Szwedzki rząd zastanawia się nad przeprowadzeniem podatkowej amnestii dla najbogatszych. Dzięki niej do kiesy państwa miałoby wpłynąć setki miliardów koron. Wszystko po to, by skłonić najbogatszych by do ściągnięcia do kraju oszczędności trzymanych na zagranicznych kontach.
Według szacunków Urzędu Podatkowego, Szwedzi nielegalnie trzymają za granicą od 500 do 700 mld koron – podaje Rzeczpospolita. To w przeliczeniu około 53-74 mld euro.

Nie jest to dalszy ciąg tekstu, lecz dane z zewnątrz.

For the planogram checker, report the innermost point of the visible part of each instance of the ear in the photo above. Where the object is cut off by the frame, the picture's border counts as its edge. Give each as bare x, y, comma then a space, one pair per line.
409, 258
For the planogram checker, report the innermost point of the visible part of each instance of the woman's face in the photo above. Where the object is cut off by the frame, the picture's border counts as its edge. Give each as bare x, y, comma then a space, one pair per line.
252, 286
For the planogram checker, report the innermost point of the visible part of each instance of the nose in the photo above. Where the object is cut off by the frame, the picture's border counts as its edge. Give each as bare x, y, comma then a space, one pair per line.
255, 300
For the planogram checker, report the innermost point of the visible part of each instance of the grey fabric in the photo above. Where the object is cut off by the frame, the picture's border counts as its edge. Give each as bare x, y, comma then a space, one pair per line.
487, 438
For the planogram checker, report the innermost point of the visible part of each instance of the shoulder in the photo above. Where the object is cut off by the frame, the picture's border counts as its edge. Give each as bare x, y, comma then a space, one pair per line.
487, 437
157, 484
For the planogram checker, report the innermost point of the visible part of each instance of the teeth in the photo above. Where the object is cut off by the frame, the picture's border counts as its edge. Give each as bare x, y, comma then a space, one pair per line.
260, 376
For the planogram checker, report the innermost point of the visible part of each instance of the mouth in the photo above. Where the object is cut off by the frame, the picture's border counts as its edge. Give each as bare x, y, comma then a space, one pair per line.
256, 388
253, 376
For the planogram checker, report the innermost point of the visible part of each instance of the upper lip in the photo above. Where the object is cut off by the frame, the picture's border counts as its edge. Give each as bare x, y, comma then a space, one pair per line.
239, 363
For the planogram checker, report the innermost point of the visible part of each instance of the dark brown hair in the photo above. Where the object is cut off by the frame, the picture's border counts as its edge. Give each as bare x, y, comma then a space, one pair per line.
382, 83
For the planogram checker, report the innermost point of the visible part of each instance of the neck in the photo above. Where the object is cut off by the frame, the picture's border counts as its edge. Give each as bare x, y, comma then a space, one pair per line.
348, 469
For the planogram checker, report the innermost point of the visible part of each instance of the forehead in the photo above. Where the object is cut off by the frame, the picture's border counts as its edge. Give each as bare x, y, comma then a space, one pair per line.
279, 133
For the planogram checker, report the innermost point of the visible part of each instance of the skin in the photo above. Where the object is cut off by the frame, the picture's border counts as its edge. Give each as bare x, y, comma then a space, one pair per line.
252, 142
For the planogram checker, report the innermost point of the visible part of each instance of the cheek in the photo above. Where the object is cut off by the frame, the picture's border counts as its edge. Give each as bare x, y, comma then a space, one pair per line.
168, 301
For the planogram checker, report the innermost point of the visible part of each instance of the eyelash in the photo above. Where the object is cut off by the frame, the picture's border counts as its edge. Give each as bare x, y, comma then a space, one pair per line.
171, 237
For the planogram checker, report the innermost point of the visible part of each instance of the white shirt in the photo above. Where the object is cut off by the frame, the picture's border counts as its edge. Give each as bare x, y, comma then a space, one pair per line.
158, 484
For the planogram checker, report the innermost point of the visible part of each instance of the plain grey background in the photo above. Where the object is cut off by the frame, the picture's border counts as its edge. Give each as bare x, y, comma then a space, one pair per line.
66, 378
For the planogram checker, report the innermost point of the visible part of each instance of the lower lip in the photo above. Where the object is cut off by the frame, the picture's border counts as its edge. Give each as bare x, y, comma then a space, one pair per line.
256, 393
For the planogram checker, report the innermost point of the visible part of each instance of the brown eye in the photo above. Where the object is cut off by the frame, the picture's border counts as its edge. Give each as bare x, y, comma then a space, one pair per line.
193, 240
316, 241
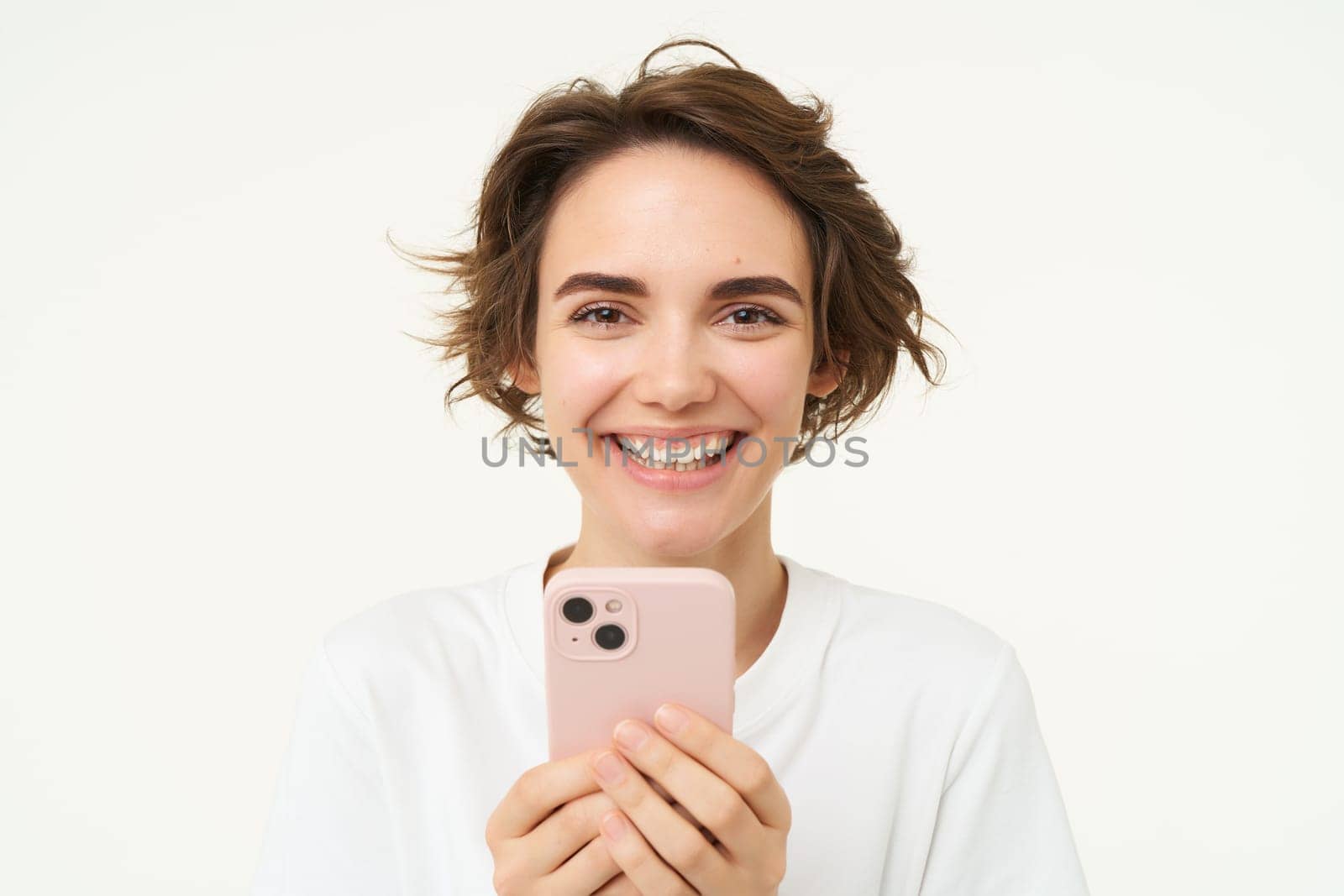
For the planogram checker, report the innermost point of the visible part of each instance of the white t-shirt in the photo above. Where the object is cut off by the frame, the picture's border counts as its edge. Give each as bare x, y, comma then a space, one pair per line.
904, 735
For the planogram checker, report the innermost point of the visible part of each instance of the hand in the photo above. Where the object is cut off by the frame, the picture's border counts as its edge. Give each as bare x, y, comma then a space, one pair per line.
723, 783
539, 849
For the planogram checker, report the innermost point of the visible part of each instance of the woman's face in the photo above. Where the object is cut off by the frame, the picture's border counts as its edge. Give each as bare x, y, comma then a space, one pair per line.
664, 344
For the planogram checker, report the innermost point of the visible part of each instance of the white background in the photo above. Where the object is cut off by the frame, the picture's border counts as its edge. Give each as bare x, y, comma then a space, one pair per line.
218, 443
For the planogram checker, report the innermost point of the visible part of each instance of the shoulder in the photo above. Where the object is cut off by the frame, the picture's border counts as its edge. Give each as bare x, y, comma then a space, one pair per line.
914, 647
416, 631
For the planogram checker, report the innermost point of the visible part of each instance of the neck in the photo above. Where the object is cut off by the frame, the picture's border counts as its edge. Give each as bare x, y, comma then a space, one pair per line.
743, 557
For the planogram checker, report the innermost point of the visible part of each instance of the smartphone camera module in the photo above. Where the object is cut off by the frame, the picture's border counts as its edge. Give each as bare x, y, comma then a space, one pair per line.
609, 637
577, 610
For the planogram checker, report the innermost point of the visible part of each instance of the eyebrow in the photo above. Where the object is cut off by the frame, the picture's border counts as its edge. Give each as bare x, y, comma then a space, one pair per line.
723, 291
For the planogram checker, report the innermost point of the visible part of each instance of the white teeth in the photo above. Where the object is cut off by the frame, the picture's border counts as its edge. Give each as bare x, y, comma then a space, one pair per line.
692, 453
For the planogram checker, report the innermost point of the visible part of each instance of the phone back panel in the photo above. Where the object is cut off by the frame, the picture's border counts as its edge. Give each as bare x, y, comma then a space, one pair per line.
679, 645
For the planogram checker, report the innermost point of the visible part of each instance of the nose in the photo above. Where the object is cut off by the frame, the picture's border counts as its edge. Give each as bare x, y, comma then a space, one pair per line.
675, 367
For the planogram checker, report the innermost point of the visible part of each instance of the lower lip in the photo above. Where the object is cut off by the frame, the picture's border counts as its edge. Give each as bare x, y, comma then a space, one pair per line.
672, 479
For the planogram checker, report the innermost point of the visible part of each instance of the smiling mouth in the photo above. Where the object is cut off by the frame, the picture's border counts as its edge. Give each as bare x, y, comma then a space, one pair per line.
679, 454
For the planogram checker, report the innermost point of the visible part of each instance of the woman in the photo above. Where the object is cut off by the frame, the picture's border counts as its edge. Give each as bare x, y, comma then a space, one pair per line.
685, 259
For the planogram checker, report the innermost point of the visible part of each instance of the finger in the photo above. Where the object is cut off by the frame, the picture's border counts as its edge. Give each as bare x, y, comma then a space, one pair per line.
711, 801
537, 793
618, 886
588, 869
741, 768
562, 833
638, 860
669, 836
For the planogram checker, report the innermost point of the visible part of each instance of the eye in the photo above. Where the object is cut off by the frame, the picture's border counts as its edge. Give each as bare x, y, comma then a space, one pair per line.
768, 317
598, 308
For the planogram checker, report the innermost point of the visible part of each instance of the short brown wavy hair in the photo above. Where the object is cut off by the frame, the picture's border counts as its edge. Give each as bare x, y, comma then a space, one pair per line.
862, 298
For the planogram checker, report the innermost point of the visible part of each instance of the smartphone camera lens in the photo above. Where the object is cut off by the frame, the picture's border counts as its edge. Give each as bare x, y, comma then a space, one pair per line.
577, 610
609, 637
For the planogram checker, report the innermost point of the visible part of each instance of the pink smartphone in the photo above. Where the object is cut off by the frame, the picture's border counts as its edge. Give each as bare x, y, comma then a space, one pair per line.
620, 641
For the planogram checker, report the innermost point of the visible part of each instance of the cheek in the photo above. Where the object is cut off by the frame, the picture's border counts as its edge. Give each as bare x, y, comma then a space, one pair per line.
577, 380
773, 385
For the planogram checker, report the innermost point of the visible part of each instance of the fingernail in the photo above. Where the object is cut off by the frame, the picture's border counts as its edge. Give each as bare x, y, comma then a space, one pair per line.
613, 825
631, 735
609, 768
669, 718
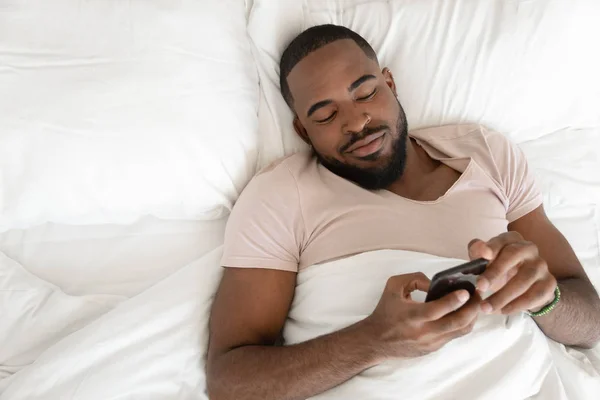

Zamożnym obywatelom ukrywanie faktycznego stanu posiadania na zagranicznych kontach wybaczyły już Francja, Belgia, Włochy i Austria. Wszystkim się to opłaciło. Obok Szwedów nad taką decyzją zastanawiają się też Niemcy. Największą popularnością wśród bogatych cieszy się model austriacki, gdzie amnestię podatkową dla najbogatszych przeprowadzono z zachowaniem zasady anonimowości. To pozwala na napływ sporej gotówki do kraju bez konieczności szczegółowej kontroli. Dzięki temu do Austrii napłynęło kilka razy więcej pieniędzy niż szacowano. Czy tak się stanie w przypadku Szwecji?
Jak na razie prawicowy rząd planuje wprowadzenie zniesienia podatku majątkowego – podaje dziennik. Chadeccy politycy boją się z kolei tego, że to posunięcie nie przyniesie pożądanego efektu, jeśli równocześnie za tym nie pójdzie amnestia podatkowa dla najbogatszych. Rzecznik chadeków Mats Dell uważa, że rząd powinien wziąć sobie do serca działania sąsiadów zza morza.